Only the small section of the bridge at the far left here, on the north bank, is actually level where it passes over the roadway on Riverside Drive. The main part of the bridge portrayed here slopes substantially toward the bank on the south side of the river. The photographer and/or the Photoshop artist worked skillfully to obscure these facts in the promotional image. Many campus images mask the bridge’s unusual sloping structure as it passes over the river.
This still image taken from a promotional video gives a better sense of the slope from the north to the south bank. The campus is proud of its mission serving the citizens of the region but tends to hide the architecture of the red bridge.
Rather than hiding the bridge’s design in its publications, I suggest that it should be foregrounded and even celebrated on t-shirts and buttons as a way of looking history, economics, and higher education in Indiana more squarely in the eye.
Knowing more about ourselves increases our chances to do good work going forward.
Limestone is a sedimentary rock, composed mainly of skeletal fragments of marine organisms such as coral, forams, and molluscs. Its major materials are the minerals calcite and aragonite, which are different crystal forms of calcium carbonate, CaCO3. (Wikipedia)
For more than 135 years, limestone has also provided the preferred finishing material for the home of Bloomington’s best-known resident: Indiana University. (Lee Sandweiss)
Above, a close-up of skeletal fragments in the brutalist facade of Wiekamp Hall* on the IU South Bend campus. The Indiana University Campus Limestone Tour map features photographs and descriptions of thirty buildings featuring limestone exteriors on the large Bloomington campus of IU. Guided walking tours are available that explore the range of styles visible in the major campus buildings:
“Popular architectural styles get revisited,” explained [Brian] Keith. “There is a blend of styles on the IU campus, including variations on Gothic—Victorian Gothic and Collegiate Gothic, in particular—Romanesque Revival, Second Empire, Art Deco and Modern. There is even a style that’s actually ‘no style,’ which we call a functional building.” (Lee Sandweiss)

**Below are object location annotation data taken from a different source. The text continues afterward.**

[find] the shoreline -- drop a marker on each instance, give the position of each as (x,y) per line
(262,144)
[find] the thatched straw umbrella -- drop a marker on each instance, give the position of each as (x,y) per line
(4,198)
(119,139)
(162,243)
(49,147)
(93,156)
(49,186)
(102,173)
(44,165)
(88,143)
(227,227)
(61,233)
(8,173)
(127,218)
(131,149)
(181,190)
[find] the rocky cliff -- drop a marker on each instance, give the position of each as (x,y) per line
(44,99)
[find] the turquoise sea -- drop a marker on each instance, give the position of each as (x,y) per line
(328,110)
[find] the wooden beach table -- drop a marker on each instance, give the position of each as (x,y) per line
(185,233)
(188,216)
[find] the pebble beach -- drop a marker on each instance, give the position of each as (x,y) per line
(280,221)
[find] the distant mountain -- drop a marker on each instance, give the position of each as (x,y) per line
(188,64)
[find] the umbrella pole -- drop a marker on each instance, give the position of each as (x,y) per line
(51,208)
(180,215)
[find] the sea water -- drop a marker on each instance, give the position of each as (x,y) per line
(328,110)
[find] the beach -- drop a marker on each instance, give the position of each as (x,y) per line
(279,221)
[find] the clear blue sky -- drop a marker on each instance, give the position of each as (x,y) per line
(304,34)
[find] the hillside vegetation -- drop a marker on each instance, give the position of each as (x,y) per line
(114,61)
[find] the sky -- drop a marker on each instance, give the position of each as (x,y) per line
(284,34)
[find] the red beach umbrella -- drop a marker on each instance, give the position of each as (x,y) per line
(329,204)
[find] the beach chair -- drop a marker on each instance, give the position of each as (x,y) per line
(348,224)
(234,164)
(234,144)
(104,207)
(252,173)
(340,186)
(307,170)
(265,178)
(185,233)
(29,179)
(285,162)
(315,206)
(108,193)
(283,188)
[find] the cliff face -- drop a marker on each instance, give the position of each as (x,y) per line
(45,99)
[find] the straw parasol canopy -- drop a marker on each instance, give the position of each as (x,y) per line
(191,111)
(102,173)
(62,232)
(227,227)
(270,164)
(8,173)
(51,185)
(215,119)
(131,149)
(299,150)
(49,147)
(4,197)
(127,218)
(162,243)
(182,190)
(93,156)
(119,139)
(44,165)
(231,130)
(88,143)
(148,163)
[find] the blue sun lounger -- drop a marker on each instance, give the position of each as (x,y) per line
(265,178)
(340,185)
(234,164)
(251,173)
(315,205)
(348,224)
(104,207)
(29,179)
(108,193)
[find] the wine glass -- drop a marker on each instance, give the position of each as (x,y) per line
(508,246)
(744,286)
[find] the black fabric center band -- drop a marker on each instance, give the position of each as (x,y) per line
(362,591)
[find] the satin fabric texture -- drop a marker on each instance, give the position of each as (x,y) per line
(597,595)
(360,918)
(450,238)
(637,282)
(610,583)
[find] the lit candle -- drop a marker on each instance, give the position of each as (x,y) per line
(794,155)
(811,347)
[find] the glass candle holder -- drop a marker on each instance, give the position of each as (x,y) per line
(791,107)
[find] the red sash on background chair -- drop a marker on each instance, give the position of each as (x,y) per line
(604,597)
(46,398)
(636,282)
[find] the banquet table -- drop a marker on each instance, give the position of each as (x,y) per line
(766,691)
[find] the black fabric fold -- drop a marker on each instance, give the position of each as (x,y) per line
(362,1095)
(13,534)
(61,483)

Limestone weighs about 150 pounds per cubic foot and can be dangerous to work with. Fatalities in the quarrying, preparation, and construction phases of using limestone for building exteriors are not unknown.
The limestone industry forms an important part of southern Indiana history and culture. It has inspired literary works by notable Hoosier writers such as Scott Russell Sanders.
When residents of Indiana visit a campus of their largest state university, they can expect to see buildings faced with metonymic and synecdochic Indiana limestone.
*According to campus lore, when Wiekamp Hall was bid out for construction, the cost of the limestone was too high and a message was sent to the state’s quarry companies saying that it would be unfortunate if this major building would be the first in the state-wide IU system without a limestone facade. The story concludes with the limestone being offered at a much-reduced price.